The Federal Government is collaborating with the North Central Development Commission (NCDC) to harness the mineral resources of the north central region, aiming to boost employment through local mineral processing. Minister of Solid Minerals Development, Dele Alake, disclosed the initiative during a meeting with the NCDC management team in Abuja. He revealed that over 300 mineral assets in the region remain underexploited, representing a significant opportunity for economic expansion. The plan focuses on adding value to raw minerals within the region to generate jobs and attract investment. Alake emphasized the government's commitment to transforming the mining sector into a sustainable source of livelihood. The NCDC's involvement is expected to streamline development efforts across the six states in the zone. No timeline or specific funding details were provided during the meeting.
Dele Alake's push to activate 300 underused mineral assets through a partnership with the NCDC is less about geology and more about political engineering in a region long sidelined in national resource conversations. By positioning the north central as a mining frontier, the administration is attempting to recalibrate economic attention toward a geopolitical bloc that has struggled with youth unemployment and infrastructural neglect. The emphasis on processing minerals locally, rather than exporting raw ore, suggests an attempt to break from extractive patterns that have historically benefited foreign firms more than host communities.
The timing is notableโthis announcement follows growing unrest in the region over land use and herder-farmer conflicts, where competition over resources often turns violent.

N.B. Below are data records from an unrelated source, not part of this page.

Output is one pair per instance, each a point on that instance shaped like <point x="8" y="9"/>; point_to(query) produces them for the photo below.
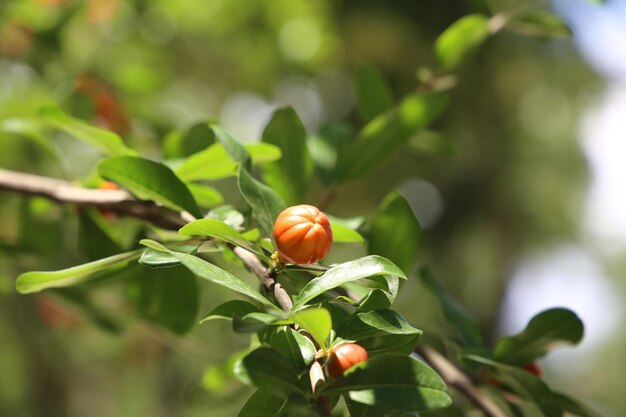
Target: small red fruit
<point x="344" y="357"/>
<point x="533" y="368"/>
<point x="302" y="235"/>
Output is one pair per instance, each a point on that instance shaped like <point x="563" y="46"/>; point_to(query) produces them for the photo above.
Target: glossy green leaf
<point x="270" y="371"/>
<point x="381" y="331"/>
<point x="204" y="195"/>
<point x="342" y="234"/>
<point x="30" y="129"/>
<point x="168" y="297"/>
<point x="393" y="381"/>
<point x="235" y="150"/>
<point x="432" y="144"/>
<point x="325" y="148"/>
<point x="540" y="24"/>
<point x="317" y="322"/>
<point x="289" y="177"/>
<point x="215" y="162"/>
<point x="381" y="137"/>
<point x="157" y="259"/>
<point x="212" y="273"/>
<point x="262" y="404"/>
<point x="467" y="327"/>
<point x="375" y="300"/>
<point x="36" y="281"/>
<point x="395" y="233"/>
<point x="373" y="95"/>
<point x="219" y="230"/>
<point x="231" y="309"/>
<point x="265" y="203"/>
<point x="545" y="331"/>
<point x="460" y="41"/>
<point x="365" y="267"/>
<point x="523" y="383"/>
<point x="571" y="405"/>
<point x="299" y="349"/>
<point x="149" y="180"/>
<point x="107" y="141"/>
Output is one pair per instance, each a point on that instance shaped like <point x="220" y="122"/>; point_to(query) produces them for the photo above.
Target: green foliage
<point x="298" y="313"/>
<point x="461" y="41"/>
<point x="149" y="180"/>
<point x="549" y="329"/>
<point x="289" y="177"/>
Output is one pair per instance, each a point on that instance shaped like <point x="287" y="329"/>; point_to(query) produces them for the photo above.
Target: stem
<point x="123" y="203"/>
<point x="457" y="379"/>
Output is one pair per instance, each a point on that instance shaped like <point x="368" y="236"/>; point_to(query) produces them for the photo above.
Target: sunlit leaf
<point x="35" y="281"/>
<point x="366" y="267"/>
<point x="149" y="180"/>
<point x="107" y="141"/>
<point x="547" y="330"/>
<point x="461" y="40"/>
<point x="395" y="382"/>
<point x="289" y="177"/>
<point x="212" y="273"/>
<point x="373" y="95"/>
<point x="265" y="203"/>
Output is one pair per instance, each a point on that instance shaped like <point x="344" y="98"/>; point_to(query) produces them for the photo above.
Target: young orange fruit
<point x="302" y="235"/>
<point x="344" y="357"/>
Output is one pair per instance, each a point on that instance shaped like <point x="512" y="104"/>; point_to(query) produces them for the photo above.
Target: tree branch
<point x="122" y="203"/>
<point x="454" y="377"/>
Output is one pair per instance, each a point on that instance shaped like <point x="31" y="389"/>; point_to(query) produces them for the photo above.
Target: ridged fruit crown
<point x="344" y="357"/>
<point x="302" y="235"/>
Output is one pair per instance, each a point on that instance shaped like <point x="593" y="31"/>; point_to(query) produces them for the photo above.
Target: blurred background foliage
<point x="510" y="180"/>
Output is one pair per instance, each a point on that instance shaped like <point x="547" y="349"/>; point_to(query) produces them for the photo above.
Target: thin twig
<point x="454" y="377"/>
<point x="123" y="203"/>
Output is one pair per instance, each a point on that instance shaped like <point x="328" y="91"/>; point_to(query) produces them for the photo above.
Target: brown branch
<point x="121" y="202"/>
<point x="454" y="377"/>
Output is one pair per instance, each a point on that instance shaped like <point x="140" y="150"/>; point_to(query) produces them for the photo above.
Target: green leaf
<point x="149" y="180"/>
<point x="373" y="95"/>
<point x="270" y="371"/>
<point x="392" y="381"/>
<point x="289" y="177"/>
<point x="540" y="24"/>
<point x="432" y="144"/>
<point x="375" y="300"/>
<point x="217" y="229"/>
<point x="215" y="163"/>
<point x="30" y="129"/>
<point x="365" y="267"/>
<point x="168" y="297"/>
<point x="547" y="330"/>
<point x="571" y="405"/>
<point x="36" y="281"/>
<point x="317" y="322"/>
<point x="205" y="196"/>
<point x="524" y="384"/>
<point x="212" y="273"/>
<point x="262" y="404"/>
<point x="380" y="138"/>
<point x="235" y="150"/>
<point x="265" y="203"/>
<point x="156" y="259"/>
<point x="230" y="310"/>
<point x="467" y="327"/>
<point x="381" y="331"/>
<point x="460" y="41"/>
<point x="395" y="233"/>
<point x="299" y="349"/>
<point x="107" y="141"/>
<point x="342" y="234"/>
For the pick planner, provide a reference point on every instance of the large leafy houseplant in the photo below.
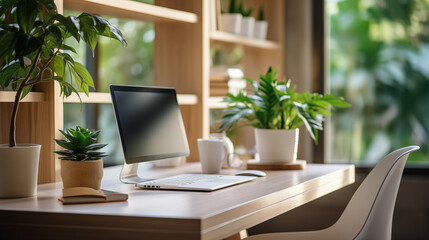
(275, 105)
(33, 48)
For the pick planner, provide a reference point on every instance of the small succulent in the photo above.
(80, 144)
(243, 11)
(261, 15)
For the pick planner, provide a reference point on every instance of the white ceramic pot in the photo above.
(277, 146)
(19, 168)
(261, 28)
(247, 26)
(231, 22)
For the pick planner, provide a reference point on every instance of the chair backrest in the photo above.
(369, 213)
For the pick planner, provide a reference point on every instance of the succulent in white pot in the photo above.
(276, 111)
(231, 21)
(32, 40)
(248, 22)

Turning to mining as an economic pivot could either ease pressure on agricultural land or deepen tensions if communities feel excluded from the benefits. The absence of a clear roadmap, funding breakdown or community engagement strategy raises doubts about execution. Past mineral initiatives in other regions stalled due to opacity and weak local inclusion.
Ordinary residents, especially youth in Nasarawa, Niger, Kogi, Benue, Plateau and Kwara, stand to gain only if jobs materialize beyond artisanal mining, which remains hazardous and informal. Without skills training and small-scale licensing frameworks, the promise of employment may remain theoretical. This move also fits a broader trend: repackaging regional development through resource nationalism, often heavy on announcement but light on delivery.